October 30, 2014

Brazilian Wheat Harvest Expected to be Disappointing

The wheat harvest in southern Brazil is underway with approximately three quarters of the crop harvested in the state of Parana with the harvest just beginning in the state of Rio Grande do Sul. These two states produce approximately 93% of Brazil's total wheat crop.

The Department of Rural Economics for the state of Parana (Deral) indicated that approximately 75% of the wheat in the state has been harvested compared to 60% at the same time last year. The wheat harvest in the state started out slower than normal due to heavy rains in early October, but dryer weather over the last several weeks has allowed the harvest pace to accelerate.

Deral had originally estimated that the wheat crop in Parana would yield 2,952 kg/ha (approximately 42.8 bu/ac) and that the total production would be 3.99 million tons. Both of those estimates are now considered to be too high, but the final estimates are not expected until the harvest is complete.

The earlier harvested wheat in Parana had lower quality due to the frequent rains in early October, but the quality has improved as the harvest progressed. Of the wheat harvested thus far in Parana, the quality is rated 77% good, 21% average and 2% poor.

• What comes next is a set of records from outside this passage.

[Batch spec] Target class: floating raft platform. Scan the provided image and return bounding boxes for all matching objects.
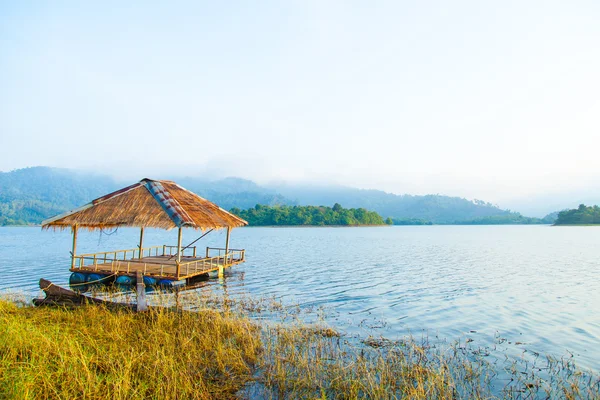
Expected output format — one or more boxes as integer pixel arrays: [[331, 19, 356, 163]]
[[70, 245, 246, 281]]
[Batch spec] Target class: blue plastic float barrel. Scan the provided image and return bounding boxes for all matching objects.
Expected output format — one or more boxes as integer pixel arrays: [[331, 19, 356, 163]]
[[115, 275, 135, 286], [144, 276, 156, 287], [85, 274, 106, 284], [69, 272, 87, 292], [158, 279, 174, 289]]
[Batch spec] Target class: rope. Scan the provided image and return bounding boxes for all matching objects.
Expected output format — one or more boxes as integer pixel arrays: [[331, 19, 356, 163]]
[[62, 272, 118, 287]]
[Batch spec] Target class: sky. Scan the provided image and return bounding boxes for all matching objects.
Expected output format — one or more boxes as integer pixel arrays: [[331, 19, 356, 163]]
[[0, 0, 600, 209]]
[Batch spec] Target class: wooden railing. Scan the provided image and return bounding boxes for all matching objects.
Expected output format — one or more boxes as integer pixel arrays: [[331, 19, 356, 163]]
[[73, 245, 246, 279], [74, 245, 197, 267], [179, 247, 246, 275]]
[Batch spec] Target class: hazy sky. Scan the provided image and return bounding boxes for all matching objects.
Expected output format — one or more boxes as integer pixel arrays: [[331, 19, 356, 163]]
[[0, 0, 600, 202]]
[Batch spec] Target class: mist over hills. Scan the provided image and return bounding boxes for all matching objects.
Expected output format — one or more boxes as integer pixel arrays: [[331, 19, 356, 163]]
[[0, 167, 564, 225]]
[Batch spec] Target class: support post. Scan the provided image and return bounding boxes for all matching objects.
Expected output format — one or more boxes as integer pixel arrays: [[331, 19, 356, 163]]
[[136, 271, 148, 312], [139, 228, 144, 259], [177, 227, 182, 280], [71, 225, 77, 269]]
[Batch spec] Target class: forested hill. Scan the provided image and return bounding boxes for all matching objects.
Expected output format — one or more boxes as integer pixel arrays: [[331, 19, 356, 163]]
[[555, 204, 600, 225], [0, 167, 553, 225], [273, 185, 554, 225], [231, 203, 392, 226]]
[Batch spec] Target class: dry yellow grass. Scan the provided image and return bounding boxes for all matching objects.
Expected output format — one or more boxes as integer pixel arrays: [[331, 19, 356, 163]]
[[0, 295, 600, 399]]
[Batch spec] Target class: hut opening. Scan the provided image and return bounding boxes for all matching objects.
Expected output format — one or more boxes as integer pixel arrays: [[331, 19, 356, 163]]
[[42, 179, 248, 286]]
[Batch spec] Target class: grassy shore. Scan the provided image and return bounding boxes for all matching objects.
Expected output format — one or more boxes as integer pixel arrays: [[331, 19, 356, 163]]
[[0, 298, 600, 399]]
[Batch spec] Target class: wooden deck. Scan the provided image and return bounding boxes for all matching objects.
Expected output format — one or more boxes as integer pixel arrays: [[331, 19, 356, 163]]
[[71, 246, 245, 280]]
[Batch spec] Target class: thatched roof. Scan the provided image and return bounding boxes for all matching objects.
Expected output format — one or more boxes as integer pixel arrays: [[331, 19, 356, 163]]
[[42, 179, 248, 230]]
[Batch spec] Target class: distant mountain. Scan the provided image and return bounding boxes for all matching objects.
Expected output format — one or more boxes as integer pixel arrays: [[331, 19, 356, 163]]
[[0, 167, 542, 225], [0, 167, 294, 225], [556, 204, 600, 225], [272, 185, 524, 224], [0, 167, 118, 225], [173, 177, 296, 210]]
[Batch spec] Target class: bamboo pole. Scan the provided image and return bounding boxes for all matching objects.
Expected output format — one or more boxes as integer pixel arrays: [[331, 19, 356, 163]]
[[71, 225, 77, 269], [177, 227, 182, 280], [139, 228, 144, 259], [219, 226, 231, 276]]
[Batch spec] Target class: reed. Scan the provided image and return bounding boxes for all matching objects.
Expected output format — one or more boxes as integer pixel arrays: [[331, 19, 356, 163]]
[[0, 292, 600, 399]]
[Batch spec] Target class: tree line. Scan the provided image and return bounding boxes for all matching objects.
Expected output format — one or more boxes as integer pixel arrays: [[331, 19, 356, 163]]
[[230, 203, 393, 226], [554, 204, 600, 225]]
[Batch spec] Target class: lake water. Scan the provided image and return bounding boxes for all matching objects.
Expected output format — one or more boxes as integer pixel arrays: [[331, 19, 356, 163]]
[[0, 226, 600, 371]]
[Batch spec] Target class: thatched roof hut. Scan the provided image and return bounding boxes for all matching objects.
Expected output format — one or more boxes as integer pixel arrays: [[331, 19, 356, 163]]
[[42, 179, 248, 230], [42, 179, 248, 279]]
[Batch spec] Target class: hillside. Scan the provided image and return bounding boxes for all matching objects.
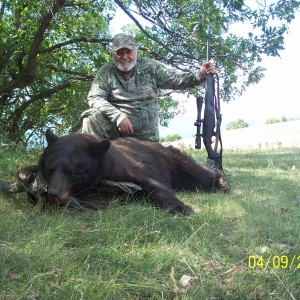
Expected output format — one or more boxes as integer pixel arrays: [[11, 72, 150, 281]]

In the state of Rio Grande do Sul the wheat harvest is just getting started, but there are already concerns that there will not be enough storage for the new crop. The problem is that there are 300,000 tons of old crop wheat still stored in the state. Even if the current wheat crop comes in under earlier expectations, the large carryover stocks are going to cause storage problems.

Heavy rainfall in recent weeks is expected to reduce the quality of the wheat and grain elevator operators in Rio Grande do Sul are worried that they will have difficulty keeping the good quality wheat and the poor quality wheat separated.

Farmers in the state have been reluctant to sell their old crop wheat due to the local market prices being below the cost of production. The government has tried to support the wheat prices by conducting two Pepro auctions on October 7 and 16, but the wheat subsided in those auctions were from the states of Parana, Mato Grosso do Sul, and Sao Paulo. On October 30th, another Pepro auction will be conducted for wheat from Rio Grande do Sul.

Conab is estimating that the 2014 Brazilian wheat crop will be 7.6 million tons, but heavy rainfall especially in Rio Grande do Sul is expected to result in lower production. In 2013, Brazil produced 5.5 million tons of wheat.